Stocks Erase November Losses as Fed Rate Cut Bets Surge to 80%

Table of Contents
Summery
  • Fed Optimism Fuels Rally: Global stocks have nearly erased November losses as traders price in an 80% chance of a December Fed rate cut, driven by softening US labor data and political speculation about a pro-growth Fed Chair.

Stock Market

Global equity markets are staging a significant comeback, poised to erase nearly all losses incurred earlier in November. The driving force behind this recovery is a renewed conviction among investors that the Federal Reserve will cut interest rates in December. This shift in sentiment has successfully counteracted the anxiety regarding "frothy" AI valuations that triggered a selloff earlier in the month. The MSCI All Country World Index has climbed for five consecutive sessions, narrowing its monthly decline to just 0.5%, following a robust seven-month winning streak.

The optimism is palpable across asset classes. Money markets are now pricing in an roughly 80% probability of a quarter-point rate cut next month, with expectations of three additional cuts by the end of 2026. This is a marked change from just a week ago, when traders were far more skeptical about the central bank's easing path. The "Fed pivot" narrative was further strengthened by the release of the Fed’s Beige Book, which highlighted slight declines in employment and spending—indicators that typically give policymakers the green light to lower borrowing costs without fearing immediate inflation spikes.

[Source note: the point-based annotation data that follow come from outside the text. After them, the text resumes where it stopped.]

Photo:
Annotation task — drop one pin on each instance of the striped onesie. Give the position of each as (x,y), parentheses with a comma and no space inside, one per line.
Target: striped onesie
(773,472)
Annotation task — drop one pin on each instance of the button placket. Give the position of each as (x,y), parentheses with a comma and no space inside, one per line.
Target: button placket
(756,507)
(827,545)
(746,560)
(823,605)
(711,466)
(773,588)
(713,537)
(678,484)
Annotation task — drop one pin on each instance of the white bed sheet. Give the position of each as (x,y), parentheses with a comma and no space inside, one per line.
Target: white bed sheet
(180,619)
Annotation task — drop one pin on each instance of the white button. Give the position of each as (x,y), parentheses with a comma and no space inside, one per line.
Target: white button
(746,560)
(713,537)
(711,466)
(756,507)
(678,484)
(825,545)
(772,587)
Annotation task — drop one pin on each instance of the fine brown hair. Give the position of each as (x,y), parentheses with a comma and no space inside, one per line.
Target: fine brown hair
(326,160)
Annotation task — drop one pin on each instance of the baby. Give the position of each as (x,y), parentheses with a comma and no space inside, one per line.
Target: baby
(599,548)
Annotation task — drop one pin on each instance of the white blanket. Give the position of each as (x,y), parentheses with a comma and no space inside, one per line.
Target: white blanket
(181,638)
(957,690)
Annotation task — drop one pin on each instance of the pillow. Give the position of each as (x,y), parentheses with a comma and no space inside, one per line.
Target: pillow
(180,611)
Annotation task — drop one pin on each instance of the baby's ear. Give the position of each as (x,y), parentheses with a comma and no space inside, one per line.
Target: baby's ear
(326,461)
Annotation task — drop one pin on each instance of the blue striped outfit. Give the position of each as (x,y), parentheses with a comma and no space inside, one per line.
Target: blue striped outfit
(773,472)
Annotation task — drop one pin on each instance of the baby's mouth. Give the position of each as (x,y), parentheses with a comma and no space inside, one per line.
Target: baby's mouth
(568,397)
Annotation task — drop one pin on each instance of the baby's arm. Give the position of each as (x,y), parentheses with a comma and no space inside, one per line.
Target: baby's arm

Adding to the dovish momentum is political speculation regarding the leadership of the Federal Reserve. Kevin Hassett, Director of the White House National Economic Council, has emerged as a leading contender to become the next Fed Chair. Investors view Hassett as aligned with President Donald Trump’s preference for lower rates, suggesting a potentially more accommodating monetary policy regime ahead. Consequently, the US dollar has retreated for three consecutive days, providing breathing room for Asian currencies and risk assets like Bitcoin, which surged past $91,000.

However, the picture in Asia remains mixed due to ongoing distress in China’s real estate sector. While broad Asian stock indices rose 0.5%, attention was heavily focused on China Vanke Co., a developer previously considered one of the industry's healthier players. Vanke proposed delaying repayment on a local bond, a surprise move that sent its notes plunging to record lows and signaled that the housing crisis—marked by the defaults of Evergrande and Country Garden—is far from over. This spread unease to other yet-to-default builders, with Longfor Group’s bonds also taking a hit.

Corporate news provided further texture to the market movements. The Pentagon reportedly concluded that Chinese tech giants Alibaba, Baidu, and BYD aid the Chinese military, a development that could complicate trade relations just weeks before a scheduled truce. Meanwhile, M&A rumors swirled with reports that Chinese sportswear giant Anta Sports is exploring a takeover of Puma SE. In the tech debt space, concerns are mounting over Oracle’s massive AI spending spree and SoftBank’s debt-fueled growth, pushing risk gauges for both companies to multi-year highs.

In commodities, oil prices edged lower as traders monitored US-led diplomatic efforts to end the war in Ukraine, which could theoretically bring more supply back online. With US markets closed for Thanksgiving, trading volumes were thinner, but the overall trajectory was clear: the fear of an AI bubble has, for the moment, been eclipsed by the comforting prospect of cheaper money. As Charu Chanana of Saxo Markets noted, "Fed rate-cut optimism has offset AI bubble concerns for now," with a weaker dollar providing an additional safety net for global risk assets.